Even with the pepperoni, the pizza wasn’t that bad of a smell, either. Together, though, they smelled unnatural, conflicting aromas fighting for dominion of the dining room. Mary grasped for her slice of pizza and nibbled. He wondered how much sugar those pizza people put into the dough.

“So, what do you plan on doing after high school?” He asked the question nonchalantly, a lost stranger asking how to get to county road 780.

“What do you care?”

He chomped down angrily on a piece of steak and continued chewing until he felt a littler of the heat dissipate from his forehead. He never thought that he would hear it from his own daughter, the old stereotype that said that a man who worked the land couldn’t have any more sensitivity than a chunk of land. “Why would you say that?” he said slowly. “Of course I care. You’re my daughter.”

“You never show it.” She pushed the pizza away from her face. “Never.”

“Of course I do. I get up every morning and work myself near to death and for what? You! One of these days, this farm will be yours. I don’t know what you’ll do with it, probably not farm.”

But it’ll be yours and it’ll be because I care about you.”

“You didn’t even remember my birthday three days ago. That’s three years in a row without cake and ice cream.”

Mangy varmints! How was he supposed to remember things like birthdays when his livelihood was being consumed. Still, he should have remembered. “I’m so sorry. I really am. Think of it, my little girl is now seventeen years old.”

“I’m eighteen.”

He flinched. “I mean eighteen. Eighteen years old. It looks like you’ve lost weight. Have you been on a diet?”

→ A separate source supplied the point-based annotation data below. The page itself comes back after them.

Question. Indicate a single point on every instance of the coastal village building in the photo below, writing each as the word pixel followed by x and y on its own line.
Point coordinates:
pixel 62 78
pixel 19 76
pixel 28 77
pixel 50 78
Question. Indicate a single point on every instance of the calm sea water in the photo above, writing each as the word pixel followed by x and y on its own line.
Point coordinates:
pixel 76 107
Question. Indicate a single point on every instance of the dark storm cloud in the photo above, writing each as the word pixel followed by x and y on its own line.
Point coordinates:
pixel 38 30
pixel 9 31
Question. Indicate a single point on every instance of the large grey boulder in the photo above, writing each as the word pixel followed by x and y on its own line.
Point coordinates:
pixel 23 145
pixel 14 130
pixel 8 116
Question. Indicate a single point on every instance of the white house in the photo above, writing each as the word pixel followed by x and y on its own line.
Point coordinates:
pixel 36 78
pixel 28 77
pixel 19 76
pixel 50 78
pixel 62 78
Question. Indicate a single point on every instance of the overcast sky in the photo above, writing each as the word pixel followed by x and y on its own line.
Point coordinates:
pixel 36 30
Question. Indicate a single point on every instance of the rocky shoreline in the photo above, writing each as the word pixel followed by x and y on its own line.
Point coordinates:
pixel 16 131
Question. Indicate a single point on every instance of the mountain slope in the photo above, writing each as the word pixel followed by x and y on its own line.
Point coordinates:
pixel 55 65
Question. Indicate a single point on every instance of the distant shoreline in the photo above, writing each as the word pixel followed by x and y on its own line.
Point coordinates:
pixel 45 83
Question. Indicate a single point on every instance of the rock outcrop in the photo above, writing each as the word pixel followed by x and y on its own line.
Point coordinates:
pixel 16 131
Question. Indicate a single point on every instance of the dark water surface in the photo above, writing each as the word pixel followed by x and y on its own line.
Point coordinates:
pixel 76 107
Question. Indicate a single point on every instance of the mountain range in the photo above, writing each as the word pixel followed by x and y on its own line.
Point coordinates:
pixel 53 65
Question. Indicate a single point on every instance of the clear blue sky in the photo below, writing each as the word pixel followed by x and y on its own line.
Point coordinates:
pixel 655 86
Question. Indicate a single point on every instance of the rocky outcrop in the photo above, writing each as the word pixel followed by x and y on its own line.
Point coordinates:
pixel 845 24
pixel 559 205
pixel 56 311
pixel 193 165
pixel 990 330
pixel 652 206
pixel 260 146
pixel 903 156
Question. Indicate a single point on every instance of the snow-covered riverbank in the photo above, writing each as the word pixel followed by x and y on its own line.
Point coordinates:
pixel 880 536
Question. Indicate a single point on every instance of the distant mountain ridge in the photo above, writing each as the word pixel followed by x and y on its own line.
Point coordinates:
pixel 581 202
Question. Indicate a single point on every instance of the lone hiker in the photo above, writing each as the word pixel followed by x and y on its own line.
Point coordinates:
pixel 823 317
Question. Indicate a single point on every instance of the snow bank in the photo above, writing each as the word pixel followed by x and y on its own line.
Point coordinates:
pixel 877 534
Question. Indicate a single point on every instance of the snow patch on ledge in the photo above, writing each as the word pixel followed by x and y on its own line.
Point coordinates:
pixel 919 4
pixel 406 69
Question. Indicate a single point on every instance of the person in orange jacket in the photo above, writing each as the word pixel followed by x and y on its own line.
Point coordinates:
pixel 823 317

“No. I haven’t been on a diet.”

“Oh.”

“Yeah, oh. Oh, by the way, now that I’m eighteen things are going to be a little different.”

“Different? Like how?” He felt a fist clenching in his stomach, an angry snowman with ice knuckles tensing up to wallop him.

“I’m eighteen now. Eighteen. Do you know what that means? I can do whatever I want and there is nothing you can do to stop me. The first thing I’m going to do is move out.”

“But where will you go?”

“Talbot’s place. He said that I could live with him. He loves me and there’s nothing you can do about it.”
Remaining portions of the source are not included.